For a woman of her stature, Ruth strode around the property with a surprising speed and determination. She lead Meg around each of the rooms on the ground floor, showing her where things were stored and explaining all the different ways each room was used. Meg's brain swam with details halfway through the tour of the kitchen, and she wondered how any one person could keep everything straight.

"Now the staff should be here soon," Ruth continued as they entered the library. "Flora and I always had everybody work for the first week or two after the end of the season. We scrub everything from top to bottom and put it away for the winter. Then everyone goes on their way until three weeks before the season starts again and we all come back and put the place together again. It really will feel like a family. You'll see."

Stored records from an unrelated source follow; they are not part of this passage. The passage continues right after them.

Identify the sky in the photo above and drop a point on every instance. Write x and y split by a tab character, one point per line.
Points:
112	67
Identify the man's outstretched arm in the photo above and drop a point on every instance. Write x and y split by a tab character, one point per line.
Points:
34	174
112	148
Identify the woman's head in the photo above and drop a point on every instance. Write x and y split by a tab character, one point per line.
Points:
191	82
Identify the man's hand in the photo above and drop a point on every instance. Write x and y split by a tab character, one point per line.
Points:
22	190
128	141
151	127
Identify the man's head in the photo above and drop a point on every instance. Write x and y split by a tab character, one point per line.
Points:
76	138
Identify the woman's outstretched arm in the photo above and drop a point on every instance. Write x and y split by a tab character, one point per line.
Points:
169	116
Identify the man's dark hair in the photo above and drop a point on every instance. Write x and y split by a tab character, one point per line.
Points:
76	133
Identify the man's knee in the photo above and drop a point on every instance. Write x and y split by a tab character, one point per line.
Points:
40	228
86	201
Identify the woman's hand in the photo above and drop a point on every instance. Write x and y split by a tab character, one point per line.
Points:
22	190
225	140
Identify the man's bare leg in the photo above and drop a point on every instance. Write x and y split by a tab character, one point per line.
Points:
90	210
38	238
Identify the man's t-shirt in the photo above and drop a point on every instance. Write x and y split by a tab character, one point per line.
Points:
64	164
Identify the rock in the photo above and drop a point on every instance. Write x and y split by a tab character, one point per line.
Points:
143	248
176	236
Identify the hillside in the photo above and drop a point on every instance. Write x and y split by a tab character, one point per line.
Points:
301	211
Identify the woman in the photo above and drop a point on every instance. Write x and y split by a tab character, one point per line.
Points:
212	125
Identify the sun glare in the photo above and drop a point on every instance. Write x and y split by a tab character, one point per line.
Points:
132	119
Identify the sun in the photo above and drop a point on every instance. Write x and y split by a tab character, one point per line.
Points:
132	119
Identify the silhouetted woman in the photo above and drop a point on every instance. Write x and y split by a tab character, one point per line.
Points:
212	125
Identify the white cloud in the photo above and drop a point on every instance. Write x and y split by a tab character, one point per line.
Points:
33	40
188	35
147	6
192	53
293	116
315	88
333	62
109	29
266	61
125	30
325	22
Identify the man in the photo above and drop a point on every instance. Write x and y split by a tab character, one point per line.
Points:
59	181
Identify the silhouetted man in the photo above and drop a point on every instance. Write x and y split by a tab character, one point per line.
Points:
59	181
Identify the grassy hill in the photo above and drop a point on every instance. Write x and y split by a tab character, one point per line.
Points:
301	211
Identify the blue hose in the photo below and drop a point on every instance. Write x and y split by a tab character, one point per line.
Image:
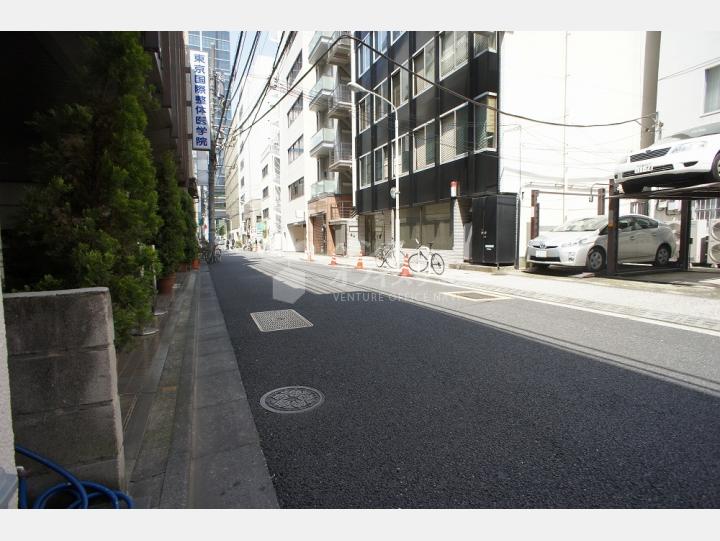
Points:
73	486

"What does everyone do for the fall and winter?"

"Most go back to the mainland for other jobs. Especially the kids who are still in school. A few of the housekeepers are married to fisherman, so they'll stay on the island."

"And what did my aunt do?"

Ruth sighed and smiled, "Sometimes she traveled. Other years she'd just lock herself away. I don't know what she'd do then, but she always came back looking peaceful."

"Would I…have to stay on the island the whole time?"

"Haven't even been here a day and you're already talking about leaving?" Ruth laughed, but uneasily.

"No. I just mean -"

"It's all right, Dear. You don't have to explain."

Meg started to try again, but the sound of car doors slamming shut and people shouting to one another interrupted them.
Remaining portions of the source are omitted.